The bobolink blackbird

Random musings on my gypsy existence at my cabin in the Endless Mountains of Pennsylvania and wherever else the road, and life, take me.


I have discovered a new passion in my later years.


Bird watching. Or more precisely, bird listening.


Curious to learn more about our feathered friends who color our world with such beautiful music—and do so freely, expecting nothing in return except that we take care of the environment that sustains us—I have taken to stalking birds with my smartphone while out on my walks with Cassie, trying to capture the songs I’m hearing so I can find out who is singing which song.


The tool I’m using for this purpose is a very cool bird identification app by the name of Merlin. Now, I’m not normally one to advocate mixing technology and nature. Devices, after all, have an insidious way of separating us from the present moment, and when I’m in nature, that’s where I want to be—in the present moment.


But short of taking along an experienced bird guide on my walks with Cassie, how else am I going to learn about birds? Plus, for an app, Merlin is about as unobtrusive and easy to use as an app can get. It was developed by the very smart people at the Cornell University Lab of Ornithology in partnership with Birds in the Hand, LLC as well as volunteer citizen scientists and bird enthusiasts from around the world.


The app, which is free to download, has visual and sound data on some 7,000 species of birds from around the world. After setting up an account, all you need to do is download a “bird pack” specific to the region where you live and you’re ready to go birding.


Merlin offers two ways to identify a bird: by Photo ID and by Sound ID. Personally, I prefer the Sound ID function, since my old iPhone 8 camera doesn’t have a great zoom function. When I’m in the vicinity of a singing bird, all I need to do is tap the record button, hold up my phone, and wait for the app to tell me who is doing the singing. The answer comes back in seconds.


If you want to learn more about the bird you’ve identified, just go into the “Explore Birds” function, do a search, and the app brings up a wealth of information on the bird’s range, migratory habits, coloring (by sex), and breeding habits.


And here’s one of the coolest things about the app: if multiple birds are singing in the vicinity of where you’re recording, the app will bring up all of them and then highlight which specific bird is singing at any given time.
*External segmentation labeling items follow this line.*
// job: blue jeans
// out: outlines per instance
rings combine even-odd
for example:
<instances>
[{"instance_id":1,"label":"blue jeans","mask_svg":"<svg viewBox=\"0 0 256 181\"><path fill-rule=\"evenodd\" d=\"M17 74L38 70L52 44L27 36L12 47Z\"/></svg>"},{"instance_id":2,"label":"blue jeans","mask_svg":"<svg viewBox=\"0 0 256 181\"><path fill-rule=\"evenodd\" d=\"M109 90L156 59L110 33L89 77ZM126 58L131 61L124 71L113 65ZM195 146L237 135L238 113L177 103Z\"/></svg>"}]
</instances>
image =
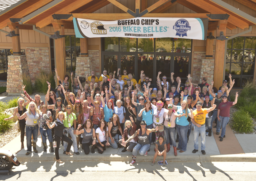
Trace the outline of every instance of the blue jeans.
<instances>
[{"instance_id":1,"label":"blue jeans","mask_svg":"<svg viewBox=\"0 0 256 181\"><path fill-rule=\"evenodd\" d=\"M29 153L32 152L32 146L31 145L31 138L33 135L33 142L36 143L37 141L37 134L38 134L38 125L36 126L30 127L26 126L26 137L27 138L27 151Z\"/></svg>"},{"instance_id":2,"label":"blue jeans","mask_svg":"<svg viewBox=\"0 0 256 181\"><path fill-rule=\"evenodd\" d=\"M176 147L176 142L175 142L175 127L167 127L165 126L164 127L164 137L165 137L166 144L167 145L170 143L170 146L172 146L172 144L170 142L169 139L169 136L171 136L171 139L172 145L174 147Z\"/></svg>"},{"instance_id":3,"label":"blue jeans","mask_svg":"<svg viewBox=\"0 0 256 181\"><path fill-rule=\"evenodd\" d=\"M119 141L119 140L122 139L122 136L121 135L116 134L115 137L112 137L112 138L114 140L114 143L112 143L111 142L111 139L110 137L108 137L108 142L109 143L110 146L115 149L116 149L118 148L117 143Z\"/></svg>"},{"instance_id":4,"label":"blue jeans","mask_svg":"<svg viewBox=\"0 0 256 181\"><path fill-rule=\"evenodd\" d=\"M40 133L41 133L41 137L42 138L42 141L43 143L46 143L46 137L44 136L43 134L43 132L44 135L48 137L48 140L49 140L49 142L52 142L52 130L50 129L48 129L47 130L43 130L43 128L42 127L39 127L39 130L40 131Z\"/></svg>"},{"instance_id":5,"label":"blue jeans","mask_svg":"<svg viewBox=\"0 0 256 181\"><path fill-rule=\"evenodd\" d=\"M212 129L212 117L211 118L205 118L205 124L207 125L208 129ZM213 122L213 121L212 121Z\"/></svg>"},{"instance_id":6,"label":"blue jeans","mask_svg":"<svg viewBox=\"0 0 256 181\"><path fill-rule=\"evenodd\" d=\"M205 149L205 125L198 127L196 125L194 126L194 148L198 149L198 137L199 133L201 135L201 150Z\"/></svg>"},{"instance_id":7,"label":"blue jeans","mask_svg":"<svg viewBox=\"0 0 256 181\"><path fill-rule=\"evenodd\" d=\"M226 131L226 126L228 123L228 121L229 120L229 117L222 117L220 116L219 117L220 119L220 121L219 121L219 120L218 120L218 122L220 122L221 125L222 125L221 134L220 135L220 137L223 138L224 135L225 135L225 132Z\"/></svg>"},{"instance_id":8,"label":"blue jeans","mask_svg":"<svg viewBox=\"0 0 256 181\"><path fill-rule=\"evenodd\" d=\"M137 155L137 151L140 150L139 153L141 155L143 155L146 153L150 148L150 144L147 145L142 145L138 143L133 148L132 150L132 155L136 156ZM133 158L135 159L135 158Z\"/></svg>"},{"instance_id":9,"label":"blue jeans","mask_svg":"<svg viewBox=\"0 0 256 181\"><path fill-rule=\"evenodd\" d=\"M151 125L149 125L148 126L147 125L146 126L146 128L147 129L153 129L153 123L152 123ZM149 133L149 135L148 135L148 140L149 141L149 143L151 143L151 141L152 141L152 132L151 132L150 133Z\"/></svg>"},{"instance_id":10,"label":"blue jeans","mask_svg":"<svg viewBox=\"0 0 256 181\"><path fill-rule=\"evenodd\" d=\"M187 126L176 125L176 129L179 137L179 145L177 148L179 148L184 151L187 150L187 145L188 144L187 134L188 130L189 125L189 124Z\"/></svg>"},{"instance_id":11,"label":"blue jeans","mask_svg":"<svg viewBox=\"0 0 256 181\"><path fill-rule=\"evenodd\" d=\"M74 152L76 153L78 151L77 144L76 143L76 135L74 134L74 128L71 127L70 128L66 127L65 129L68 132L68 133L66 134L66 136L68 137L68 133L71 136L71 138L73 141L73 147L74 148ZM64 150L65 151L67 150L67 147L68 143L66 141L64 141Z\"/></svg>"}]
</instances>

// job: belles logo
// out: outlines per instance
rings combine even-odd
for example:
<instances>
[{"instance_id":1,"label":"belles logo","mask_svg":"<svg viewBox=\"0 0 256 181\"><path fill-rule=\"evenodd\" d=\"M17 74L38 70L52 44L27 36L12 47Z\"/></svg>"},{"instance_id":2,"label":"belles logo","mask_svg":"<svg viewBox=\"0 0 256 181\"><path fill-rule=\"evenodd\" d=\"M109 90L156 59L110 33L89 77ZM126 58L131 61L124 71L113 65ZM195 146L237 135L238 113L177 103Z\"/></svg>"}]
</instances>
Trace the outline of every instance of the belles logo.
<instances>
[{"instance_id":1,"label":"belles logo","mask_svg":"<svg viewBox=\"0 0 256 181\"><path fill-rule=\"evenodd\" d=\"M107 34L107 30L104 28L104 25L98 21L92 23L91 24L91 29L94 34Z\"/></svg>"},{"instance_id":2,"label":"belles logo","mask_svg":"<svg viewBox=\"0 0 256 181\"><path fill-rule=\"evenodd\" d=\"M187 32L190 30L191 28L188 22L185 19L180 19L175 23L173 26L173 29L177 32L176 35L182 37L187 36Z\"/></svg>"}]
</instances>

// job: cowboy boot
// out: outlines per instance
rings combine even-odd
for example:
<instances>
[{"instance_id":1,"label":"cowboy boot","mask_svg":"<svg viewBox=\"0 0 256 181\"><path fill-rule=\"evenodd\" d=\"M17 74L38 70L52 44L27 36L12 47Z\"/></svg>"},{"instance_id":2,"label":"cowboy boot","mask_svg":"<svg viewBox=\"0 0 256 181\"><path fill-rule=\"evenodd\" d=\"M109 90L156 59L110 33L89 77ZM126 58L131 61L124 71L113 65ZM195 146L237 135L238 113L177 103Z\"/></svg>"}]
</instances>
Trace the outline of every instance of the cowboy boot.
<instances>
[{"instance_id":1,"label":"cowboy boot","mask_svg":"<svg viewBox=\"0 0 256 181\"><path fill-rule=\"evenodd\" d=\"M166 151L166 152L167 153L169 152L169 151L170 150L170 149L171 148L170 148L170 143L169 143L167 144L167 151Z\"/></svg>"},{"instance_id":2,"label":"cowboy boot","mask_svg":"<svg viewBox=\"0 0 256 181\"><path fill-rule=\"evenodd\" d=\"M43 143L43 145L44 146L44 151L47 151L46 148L47 148L47 145L46 142ZM34 148L34 145L33 145L33 148Z\"/></svg>"},{"instance_id":3,"label":"cowboy boot","mask_svg":"<svg viewBox=\"0 0 256 181\"><path fill-rule=\"evenodd\" d=\"M178 154L177 154L177 148L176 148L176 147L174 147L174 146L172 146L173 147L173 151L174 151L174 156L177 156L178 155Z\"/></svg>"}]
</instances>

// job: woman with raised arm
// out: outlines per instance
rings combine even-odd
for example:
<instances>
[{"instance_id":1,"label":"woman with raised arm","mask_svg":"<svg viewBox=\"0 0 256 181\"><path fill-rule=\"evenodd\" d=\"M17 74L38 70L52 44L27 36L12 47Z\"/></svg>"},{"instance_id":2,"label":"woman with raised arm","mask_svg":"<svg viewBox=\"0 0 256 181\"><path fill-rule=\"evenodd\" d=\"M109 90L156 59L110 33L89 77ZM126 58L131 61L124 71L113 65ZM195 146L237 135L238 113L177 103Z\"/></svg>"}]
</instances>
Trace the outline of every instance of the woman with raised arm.
<instances>
[{"instance_id":1,"label":"woman with raised arm","mask_svg":"<svg viewBox=\"0 0 256 181\"><path fill-rule=\"evenodd\" d=\"M13 110L13 113L8 118L4 118L4 120L6 121L12 119L19 113L20 115L22 115L24 112L27 111L26 106L30 102L30 100L27 98L23 94L20 94L21 96L25 99L27 102L24 102L24 99L21 98L18 99L17 103L18 106L15 107ZM25 118L21 119L19 119L19 123L20 124L20 142L21 142L21 149L24 148L24 136L25 135L25 128L26 126L26 121Z\"/></svg>"},{"instance_id":2,"label":"woman with raised arm","mask_svg":"<svg viewBox=\"0 0 256 181\"><path fill-rule=\"evenodd\" d=\"M106 148L110 147L108 142L108 129L107 123L103 119L99 122L98 127L95 131L97 138L97 149L98 153L102 154Z\"/></svg>"},{"instance_id":3,"label":"woman with raised arm","mask_svg":"<svg viewBox=\"0 0 256 181\"><path fill-rule=\"evenodd\" d=\"M138 135L139 140L137 145L133 148L132 150L132 160L130 163L130 165L132 165L135 163L137 152L139 150L139 153L141 155L144 156L148 155L148 150L150 148L150 143L148 139L149 133L152 132L157 131L158 127L156 127L156 129L147 129L146 128L147 124L145 121L142 120L140 122L141 129L138 129L135 132L134 134L131 136L127 140L122 142L122 145L125 147L126 144L131 141Z\"/></svg>"},{"instance_id":4,"label":"woman with raised arm","mask_svg":"<svg viewBox=\"0 0 256 181\"><path fill-rule=\"evenodd\" d=\"M78 125L77 129L76 132L76 135L81 134L81 138L83 139L82 147L85 155L88 155L90 151L89 147L92 145L92 153L95 152L94 148L97 146L96 144L96 135L95 130L92 127L92 124L90 119L87 119L85 121L84 127L79 130L81 125Z\"/></svg>"},{"instance_id":5,"label":"woman with raised arm","mask_svg":"<svg viewBox=\"0 0 256 181\"><path fill-rule=\"evenodd\" d=\"M55 148L55 155L56 156L56 161L59 163L62 163L63 162L60 159L59 155L59 149L60 149L60 140L68 143L68 147L67 147L67 151L65 154L67 155L73 155L74 154L69 152L71 146L73 142L71 139L63 134L63 131L65 127L63 124L63 120L65 119L65 115L62 111L58 113L56 116L57 119L54 122L53 124L50 126L48 121L46 122L48 127L52 129L56 127L54 131L55 141L56 141L57 147Z\"/></svg>"},{"instance_id":6,"label":"woman with raised arm","mask_svg":"<svg viewBox=\"0 0 256 181\"><path fill-rule=\"evenodd\" d=\"M40 100L40 98L41 98L41 96L38 94L36 94L35 96L35 99L32 99L29 96L28 94L27 93L26 91L25 90L25 87L26 87L26 85L23 85L22 87L22 90L23 90L23 91L24 92L24 94L25 95L25 96L27 98L28 98L28 99L30 102L33 101L36 103L36 106L37 107L37 109L40 110L40 106L44 104L44 101Z\"/></svg>"},{"instance_id":7,"label":"woman with raised arm","mask_svg":"<svg viewBox=\"0 0 256 181\"><path fill-rule=\"evenodd\" d=\"M124 146L123 142L129 139L136 131L137 127L136 124L135 124L135 122L132 116L130 117L130 118L131 121L127 120L125 123L125 129L124 130L124 134L122 136L122 139L119 140L119 144L123 146ZM134 147L137 144L138 140L138 137L137 136L129 142L127 142L125 146L124 146L124 149L123 150L122 152L124 153L126 151L132 151Z\"/></svg>"},{"instance_id":8,"label":"woman with raised arm","mask_svg":"<svg viewBox=\"0 0 256 181\"><path fill-rule=\"evenodd\" d=\"M21 116L18 112L16 114L20 120L27 118L26 120L26 137L27 138L27 147L28 150L26 154L27 155L32 152L31 140L33 135L33 150L35 153L37 153L36 150L36 142L37 141L38 134L38 123L39 118L39 110L37 109L36 104L31 102L28 105L28 110L24 112Z\"/></svg>"}]
</instances>

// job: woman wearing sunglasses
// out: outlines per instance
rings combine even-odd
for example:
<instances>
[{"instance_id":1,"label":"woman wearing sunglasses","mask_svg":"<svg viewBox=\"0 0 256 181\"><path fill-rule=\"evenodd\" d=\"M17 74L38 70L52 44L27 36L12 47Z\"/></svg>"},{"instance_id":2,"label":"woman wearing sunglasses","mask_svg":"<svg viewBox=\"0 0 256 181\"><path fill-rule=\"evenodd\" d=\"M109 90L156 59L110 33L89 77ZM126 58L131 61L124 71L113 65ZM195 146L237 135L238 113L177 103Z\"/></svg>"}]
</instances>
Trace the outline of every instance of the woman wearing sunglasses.
<instances>
[{"instance_id":1,"label":"woman wearing sunglasses","mask_svg":"<svg viewBox=\"0 0 256 181\"><path fill-rule=\"evenodd\" d=\"M26 137L27 138L27 147L28 148L27 155L32 152L31 144L31 136L33 135L33 149L35 153L37 153L36 150L36 143L37 141L38 133L38 120L39 118L39 110L36 105L33 102L29 103L28 105L28 110L26 111L21 116L18 113L16 115L19 119L22 119L27 118L26 120Z\"/></svg>"},{"instance_id":2,"label":"woman wearing sunglasses","mask_svg":"<svg viewBox=\"0 0 256 181\"><path fill-rule=\"evenodd\" d=\"M4 118L5 121L12 119L16 116L16 114L19 113L20 115L22 115L24 112L27 111L26 106L30 102L29 100L27 98L24 94L20 94L21 96L26 99L27 102L24 103L24 99L21 98L18 99L17 103L18 106L15 107L13 110L13 114L8 118ZM19 123L20 124L20 142L21 142L21 149L24 148L24 136L25 135L25 128L26 126L26 121L25 119L19 119Z\"/></svg>"}]
</instances>

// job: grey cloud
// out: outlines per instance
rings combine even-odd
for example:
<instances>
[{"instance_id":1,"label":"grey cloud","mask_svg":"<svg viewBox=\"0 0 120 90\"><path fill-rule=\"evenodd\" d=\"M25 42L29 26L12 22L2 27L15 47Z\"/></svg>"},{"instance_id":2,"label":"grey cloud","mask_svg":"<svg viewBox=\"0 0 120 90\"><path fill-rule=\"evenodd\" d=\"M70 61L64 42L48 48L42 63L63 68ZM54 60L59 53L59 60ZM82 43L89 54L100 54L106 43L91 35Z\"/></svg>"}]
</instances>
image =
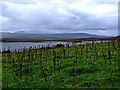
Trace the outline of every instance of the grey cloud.
<instances>
[{"instance_id":1,"label":"grey cloud","mask_svg":"<svg viewBox=\"0 0 120 90\"><path fill-rule=\"evenodd\" d=\"M12 1L14 2L14 0ZM12 8L5 3L2 4L2 16L9 19L3 25L4 31L63 33L101 28L116 29L117 27L117 17L115 16L98 18L67 6L65 8L57 7L49 2L43 7L35 6L36 3L27 3L26 5L29 4L32 4L33 8L23 8L22 4L17 8ZM59 9L66 13L59 13Z\"/></svg>"}]
</instances>

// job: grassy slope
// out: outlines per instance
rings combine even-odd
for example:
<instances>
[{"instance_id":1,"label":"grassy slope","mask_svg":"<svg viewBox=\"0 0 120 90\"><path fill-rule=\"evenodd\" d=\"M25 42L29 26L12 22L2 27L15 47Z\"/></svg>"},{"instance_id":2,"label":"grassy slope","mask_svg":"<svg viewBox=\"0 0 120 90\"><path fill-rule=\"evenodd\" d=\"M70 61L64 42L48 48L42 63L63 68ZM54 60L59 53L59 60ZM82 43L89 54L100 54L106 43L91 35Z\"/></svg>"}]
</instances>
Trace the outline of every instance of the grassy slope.
<instances>
[{"instance_id":1,"label":"grassy slope","mask_svg":"<svg viewBox=\"0 0 120 90\"><path fill-rule=\"evenodd\" d=\"M108 45L111 59L108 58ZM53 49L42 50L41 59L39 49L31 51L30 57L27 56L28 52L25 52L24 59L23 53L19 53L18 57L18 54L13 52L12 59L3 55L3 88L119 87L118 43L114 48L112 44L108 43L66 47L65 55L63 48L56 48L54 51L56 55L53 54ZM98 54L96 54L97 51ZM54 59L56 61L55 70ZM15 60L15 64L13 61L8 62L10 60ZM42 60L42 65L40 60ZM19 61L23 65L22 81L19 75ZM34 63L32 63L33 61Z\"/></svg>"}]
</instances>

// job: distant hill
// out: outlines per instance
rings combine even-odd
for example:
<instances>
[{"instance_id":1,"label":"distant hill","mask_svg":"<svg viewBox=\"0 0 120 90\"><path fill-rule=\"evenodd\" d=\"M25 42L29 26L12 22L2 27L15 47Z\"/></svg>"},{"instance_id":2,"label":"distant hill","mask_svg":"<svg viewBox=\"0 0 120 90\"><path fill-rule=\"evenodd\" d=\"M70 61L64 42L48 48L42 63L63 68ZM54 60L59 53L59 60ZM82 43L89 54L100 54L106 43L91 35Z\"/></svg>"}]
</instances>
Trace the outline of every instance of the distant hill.
<instances>
[{"instance_id":1,"label":"distant hill","mask_svg":"<svg viewBox=\"0 0 120 90\"><path fill-rule=\"evenodd\" d=\"M86 33L61 33L61 34L24 34L2 32L2 40L64 40L75 38L101 38L105 36Z\"/></svg>"}]
</instances>

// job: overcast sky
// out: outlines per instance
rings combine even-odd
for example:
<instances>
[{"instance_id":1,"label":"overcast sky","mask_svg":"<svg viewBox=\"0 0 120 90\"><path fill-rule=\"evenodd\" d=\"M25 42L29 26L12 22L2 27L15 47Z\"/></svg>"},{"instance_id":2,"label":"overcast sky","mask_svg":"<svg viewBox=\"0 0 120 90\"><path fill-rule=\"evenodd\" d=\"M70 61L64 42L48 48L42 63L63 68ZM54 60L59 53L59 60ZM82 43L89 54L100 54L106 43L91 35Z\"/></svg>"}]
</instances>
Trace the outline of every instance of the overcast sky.
<instances>
[{"instance_id":1,"label":"overcast sky","mask_svg":"<svg viewBox=\"0 0 120 90\"><path fill-rule=\"evenodd\" d=\"M118 34L119 0L2 0L3 32Z\"/></svg>"}]
</instances>

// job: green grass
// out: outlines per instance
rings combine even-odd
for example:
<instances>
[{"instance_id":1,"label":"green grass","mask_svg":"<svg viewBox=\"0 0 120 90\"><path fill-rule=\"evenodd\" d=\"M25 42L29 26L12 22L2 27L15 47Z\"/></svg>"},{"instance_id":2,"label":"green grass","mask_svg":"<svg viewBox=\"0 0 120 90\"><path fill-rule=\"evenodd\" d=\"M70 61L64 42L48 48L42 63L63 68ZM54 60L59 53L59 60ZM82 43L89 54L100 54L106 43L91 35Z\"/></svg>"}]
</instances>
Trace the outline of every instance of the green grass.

For me, that really helps in distinguishing the song makers.


The other day, while up at my cabin in the Endless Mountains of Pennsylvania, the app recorded no fewer than seven different species of birds singing in a patch of woods where I was standing: the American Robin, a song sparrow, a yellow warbler, a red-winged blackbird, a brown-headed cowbird, and two species I’d never heard of before—the bobolink and the “least flycatcher.”


Also cool is the fact that the app stores recordings that you make of birds by date, so you can look back and see which birds you listened to at different places and at different times of the year.


I’ve only been using the app for a couple months, and already my bird knowledge has grown immensely. I’m now able to identify the mellifluous birdie-birdie-birdie song of a Northern cardinal; the bold, throaty songs of the tiny Carolina wren; the reedy call of the tufted titmouse; the scratchy bursts of a red-bellied woodpecker. These are in addition to the birds that I already know how to identify: bluejays, robins, crows, mourning doves, red-tailed hawks.


I must hand it to the people at the Cornell Lab; they’re created a powerful little app that is helping to bring millions of people around the world, myself included, closer to the natural world.


If you’re at all interested in birding, I encourage you to check it out. You might just become a bird listener like me.